Session: 902. Health Services and Quality Improvement: Lymphoid Malignancies: Poster I
Hematology Disease Topics & Pathways:
Research, Adult, Clinical Practice (Health Services and Quality), Plasma Cell Disorders, Clinical Research, Diseases, Real-world evidence, Lymphoid Malignancies, Study Population, Human
Methods: We performed a retrospective cohort study of MM patients who underwent HCT at KHCC between 2009 and 2023. Data were extracted from electronic medical records, including demographics, disease characteristics, treatment regimens, and clinical outcomes. Response assessments were performed according to the International Myeloma Working Group (IMWG) criteria. Key outcomes assessed were overall survival (OS) and progression-free survival (PFS). OS was defined as the time from diagnosis to death from any cause, while PFS was defined as the time from HSCT to disease progression or death. Survival analyses were conducted using the Kaplan-Meier method, and differences in survival rates were evaluated using the log-rank test.
Results: The study included 317 patients, with a median age at diagnosis of 53 years (range: 26–69 years). The cohort was predominantly male (61%). The most frequent presenting symptom was bony pain in 63% of patients. Two or more presenting symptoms were seen in 39 (12.3%) patients. At diagnosis, 76% of patients had bony lesions, and approximately 35% had fractures. About 16% of patients had more than one fracture at diagnosis, and more than half of all patients (52.1%) had more than 5 lesions at diagnosis. Almost a fourth of all patients had low albumin (<3.5g/dL), and 16% had high LDH at diagnosis. The most common light chain was Kappa (59%), and the most common heavy chain was IgG (56.2%). Cytogenetic data were available for 211 patients (66.5%). The most common International Staging System (ISS) stage was Stage III in 38% of patients. Induction regimens included bortezomib, cyclophosphamide, and dexamethasone (VCD) (17%), bortezomib, thalidomide, and dexamethasone (VTD) (37%), thalidomide and dexamethasone (TD) (13%), cyclophosphamide, thalidomide, and dexamethasone (CTD) (7%), and others (26%). Overall response to induction therapy was achieved in 73% of patients, with only 16% having lenalidomide exposure upfront. All patients received at least one HCT, with 17% undergoing more than one. The median number of pre-transplant therapy lines was one (range: 1–5).
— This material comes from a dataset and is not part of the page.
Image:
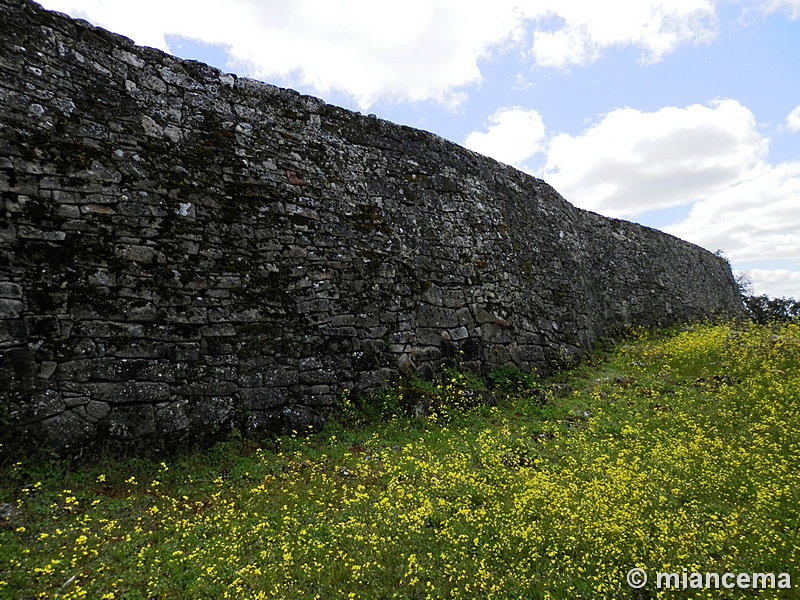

Post-first transplant, 92% of patients achieved at least a partial response, including 13% with stringent complete response (sCR), 33% with complete response (CR), 29% with very good partial response (VGPR), and 16% with partial response (PR). In those with VGPR pre-HCT, 14 (9.7%) attained sCR, 55 (38.4%) achieved CR, 62 (43.3%) remained in VGPR. Among patients with PR pre-HCT, 11 (10%) attained sCR, 21 (19.2%) achieved CR, 25 (23%) achieved VGPR, 40 (36.7%) remained in PR. Relapse occurred in 48% of patients, with a median PFS of 31.5 months. The PFS did not differ significantly based on induction regimen or prior lenalidomide exposure. Maintenance therapy was administered to 10% of patients, with 22 receiving lenalidomide and 8 receiving thalidomide. Patients who had responses less than CR prior to HCT but achieved CR after HCT exhibited similar outcomes to those who were in CR before HCT.
For patients undergoing a second transplant, the median PFS was 22.7 months (95% CI: 14.5–30.9 months). A response to the second transplant was observed in 93% of patients, with 31 experiencing relapse. By the end of the follow-up period, 36% of patients had died. The median OS was 99 months (95% CI: 78–120 months). There was no significant variation in OS based on induction regimen, prior lenalidomide exposure and/or initial presenting symptoms.
Conclusions: While the role of HCT in the management of MM is being challenged worldwide, patients still derive significant benefits from HCT in settings with limited access to novel therapies. Overall survival rates are promising with median survival of more than 8 years for patients who underwent autologous HSCT. However, challenges such as relapse persist with limited treatment options, highlighting the need for continued advancements in treatment strategies to improve long-term outcomes.
Disclosures: No relevant conflicts of interest to declare.